Emily is about to turn two in a few weeks.She has not had a brush with infection since June. She is a hale, hardy, walking, talking, bright and very healthy girl as her picture demonstrates. She has avoided major complications that one might expect for a short bowel syndrome child (10-12 centimeters of small intestines remain). She tolerates all the usual procedures that come with a permanent central IV line, an ostomy bag and gastro tube. We are blessed.

Our New Project 

Haley is six and stunningly beautiful, has a rare genetic disorder called CDKL5. and, in all likelihood will never walk or talk, but communicate she will when her new computer arrives. Emily is 2 and lost all but 10cm +- of her small intestines and a portion of her large intestines at 2 days old. This ranks her as one of the more severally affected short gut syndrome children in the world.To live she requires a permanent IV line, a tummy tube and an ostomy bag. We deal with a rare, for sure.

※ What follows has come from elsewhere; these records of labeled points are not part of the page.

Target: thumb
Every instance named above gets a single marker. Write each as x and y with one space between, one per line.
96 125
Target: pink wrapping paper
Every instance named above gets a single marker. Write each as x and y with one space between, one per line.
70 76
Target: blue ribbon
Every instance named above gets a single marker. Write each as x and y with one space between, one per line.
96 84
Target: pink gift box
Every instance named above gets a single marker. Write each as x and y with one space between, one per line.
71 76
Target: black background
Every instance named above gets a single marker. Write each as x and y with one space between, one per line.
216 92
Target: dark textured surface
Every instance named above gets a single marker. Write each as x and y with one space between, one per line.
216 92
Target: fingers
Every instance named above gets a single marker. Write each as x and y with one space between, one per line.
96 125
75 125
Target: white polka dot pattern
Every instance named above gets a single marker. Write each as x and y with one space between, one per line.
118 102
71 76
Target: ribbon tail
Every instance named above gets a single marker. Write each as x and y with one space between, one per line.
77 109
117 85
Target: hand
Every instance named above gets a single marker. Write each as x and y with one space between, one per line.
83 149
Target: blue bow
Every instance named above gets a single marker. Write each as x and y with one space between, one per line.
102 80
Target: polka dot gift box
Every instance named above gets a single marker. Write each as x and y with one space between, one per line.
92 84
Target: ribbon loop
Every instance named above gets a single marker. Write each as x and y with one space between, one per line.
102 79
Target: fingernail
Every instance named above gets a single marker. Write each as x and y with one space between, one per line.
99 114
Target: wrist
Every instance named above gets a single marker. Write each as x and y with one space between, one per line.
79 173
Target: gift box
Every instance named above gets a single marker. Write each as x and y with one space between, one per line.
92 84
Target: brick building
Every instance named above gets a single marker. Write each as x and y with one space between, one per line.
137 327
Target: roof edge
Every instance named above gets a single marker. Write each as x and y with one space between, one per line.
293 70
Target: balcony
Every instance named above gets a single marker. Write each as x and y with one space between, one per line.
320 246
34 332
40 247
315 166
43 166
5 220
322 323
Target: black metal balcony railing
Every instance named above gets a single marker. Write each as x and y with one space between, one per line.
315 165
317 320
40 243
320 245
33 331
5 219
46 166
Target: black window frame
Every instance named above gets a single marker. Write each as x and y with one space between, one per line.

The sixth annual World Rare Disease Day will be held on Thursday, February 28, 2013. On this day, various activities take place in the United States, Europe, Russia, Japan and elsewhere around the world. I will be organizing this areas first R.A.R.E. Meetup Meeting in January 2013. It is sponsored by The Global Genes Project.   Its purpose is to support those afflicted and their caregivers, educate physicians and health facilities, and advocate for greater progress on rare disease treatment and research. I believe we need to unite.

Rare and genetic diseases affect 1 in 10 Americans, 30 million people in the United States, and 350 million people globally.  Over 7,000 distinct rare diseases exist and approximately 80 percent are caused by faulty genes.  The National Institutes of Health estimates that 50% of people affected by rare diseases are children, making rare diseases one of the most deadly and debilitating for children worldwide.

It is estimated that 95% of all rare diseases do not have a single FDA approved drug treatment, and there are currently less than 400 treatments approved by the FDA  for the nearly 7000 rare diseases which have been identified. According to estimates from the NIH, it will take 10,000 years at the current rate of FDA drug approvals to find therapies for all people suffering from rare and genetic diseases. We will keep you up to date.